Dear All,
 
Suppose my protein has 4 same subunits (not exactly 4 subunits, in order to 
explain things clear, it contains not less than 2 identical subunitss), each 
subunit has the potential H-bond involving N of HIS. I have run the 
optimization by both PDB_REDO and the Phenix refine with the phenix flips 
checked.
 
I have checkecd the PDB_REDO refine results and the Phenix refine results, the 
answer is, suppose in PDB_REDO it tells us subunit A has that specific H-bond 
formed, Phenix refine rells us that subunit B has that specific H-bond formed.
 
In fact, supposing it has 4 subunits, the symmetry determines that the 4 
subunits should be identical, and they should all contains the specific 
H-bonds, or all do not contains the specific H-bonds.
 
Any more suggestions welcome.
 
Smith


At 2015-05-20 22:55:13, "Robbie Joosten" <[email protected]> wrote:

Hi Smith,

Just to contrast Pavel's phenix plug.
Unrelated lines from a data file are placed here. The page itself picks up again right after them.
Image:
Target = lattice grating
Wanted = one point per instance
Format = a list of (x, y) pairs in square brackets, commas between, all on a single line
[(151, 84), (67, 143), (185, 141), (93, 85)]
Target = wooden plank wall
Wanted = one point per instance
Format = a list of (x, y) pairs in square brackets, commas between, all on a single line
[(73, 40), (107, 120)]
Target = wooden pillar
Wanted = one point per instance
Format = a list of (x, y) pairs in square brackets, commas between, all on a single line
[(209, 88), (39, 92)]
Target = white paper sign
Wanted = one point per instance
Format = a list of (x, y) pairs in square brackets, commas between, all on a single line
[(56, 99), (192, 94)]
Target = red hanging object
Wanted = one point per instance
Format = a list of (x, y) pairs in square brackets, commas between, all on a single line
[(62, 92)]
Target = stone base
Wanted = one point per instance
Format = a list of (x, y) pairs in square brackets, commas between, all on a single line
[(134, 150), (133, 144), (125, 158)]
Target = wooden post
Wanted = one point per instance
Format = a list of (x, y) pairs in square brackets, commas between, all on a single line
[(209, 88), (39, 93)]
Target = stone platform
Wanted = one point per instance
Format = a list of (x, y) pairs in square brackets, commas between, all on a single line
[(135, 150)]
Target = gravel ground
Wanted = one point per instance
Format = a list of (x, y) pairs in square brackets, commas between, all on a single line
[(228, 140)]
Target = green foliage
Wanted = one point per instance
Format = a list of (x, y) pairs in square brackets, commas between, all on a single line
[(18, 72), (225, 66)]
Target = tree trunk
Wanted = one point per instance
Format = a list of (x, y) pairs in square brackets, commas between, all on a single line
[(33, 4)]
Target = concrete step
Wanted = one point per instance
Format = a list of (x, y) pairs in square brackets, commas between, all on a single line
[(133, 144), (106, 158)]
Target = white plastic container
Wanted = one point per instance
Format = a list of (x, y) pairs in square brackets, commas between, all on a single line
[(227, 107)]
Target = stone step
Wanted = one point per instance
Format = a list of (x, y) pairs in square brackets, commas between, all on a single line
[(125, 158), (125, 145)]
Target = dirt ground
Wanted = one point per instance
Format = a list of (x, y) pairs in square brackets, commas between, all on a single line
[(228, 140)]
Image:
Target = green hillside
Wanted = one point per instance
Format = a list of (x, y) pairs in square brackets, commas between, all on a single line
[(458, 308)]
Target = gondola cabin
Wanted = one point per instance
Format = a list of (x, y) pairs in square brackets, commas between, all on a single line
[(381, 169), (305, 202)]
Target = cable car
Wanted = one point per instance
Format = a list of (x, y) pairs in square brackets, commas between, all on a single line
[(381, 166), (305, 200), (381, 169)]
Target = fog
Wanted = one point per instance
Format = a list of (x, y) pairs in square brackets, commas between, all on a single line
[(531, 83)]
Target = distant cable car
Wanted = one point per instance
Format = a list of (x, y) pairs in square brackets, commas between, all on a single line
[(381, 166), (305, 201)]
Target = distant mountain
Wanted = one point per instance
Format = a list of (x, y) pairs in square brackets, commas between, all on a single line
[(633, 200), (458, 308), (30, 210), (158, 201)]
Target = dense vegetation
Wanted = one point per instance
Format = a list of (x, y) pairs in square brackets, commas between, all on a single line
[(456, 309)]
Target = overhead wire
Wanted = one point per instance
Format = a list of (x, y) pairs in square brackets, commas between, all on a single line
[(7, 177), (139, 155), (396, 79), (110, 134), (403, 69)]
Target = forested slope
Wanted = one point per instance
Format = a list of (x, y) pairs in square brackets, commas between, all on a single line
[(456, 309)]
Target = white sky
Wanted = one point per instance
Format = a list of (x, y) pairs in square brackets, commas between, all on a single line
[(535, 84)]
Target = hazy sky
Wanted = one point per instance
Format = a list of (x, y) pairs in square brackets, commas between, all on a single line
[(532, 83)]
PDB_REDO does HQN-flips automatically 
based on WHAT _CHECK results and refines your model in Refmac.

Cheers,
Robbie

Sent with my Windows Phone
Van: Robbie Joosten
Verzonden: ‎20-‎5-‎2015 14:30
Aan: Smith Liu; [email protected]
Onderwerp: RE: [ccp4bb] HIS related crystallography issue


You can typically assign the histidine orientation based on analysis of the 
hydrogen bond network. In ambiguous cases you might have to look a few residues 
deep. WHAT_CHECK does this for you by a global optimization of the hydrogen 
bond network.

Cheers,
Robbie

Sent with my Windows Phone
Van: Smith Liu
Verzonden: ‎20-‎5-‎2015 14:12
Aan: [email protected]
Onderwerp: [ccp4bb] HIS related crystallography issue


Dear All,
 
Suppose the protein crystal resolution is about 2-3A, then in the map it should 
be rather difficult to distinguish the C and N in the sidechain of HIS. In this 
way we may regard the sidechain of HIS is flippable. But suppose in one flipped 
conformation of the HIS, the free N in the sidechain of HIS can form H-bond 
with the neighbour H of the OH of the Thr, in the other flipped conformation of 
the HIS, the free N in the sidechain of HIS cannot form H-bond with the 
neighbour H of the OH of the Thr (caused by distance issue).
 
Suppose whether the H-bond forms between the free N in the sidechain of HIS and 
the neighbour H of the OH of the Thr was very important biologically, in this 
situation how can we distinguish whether the H-bond forms?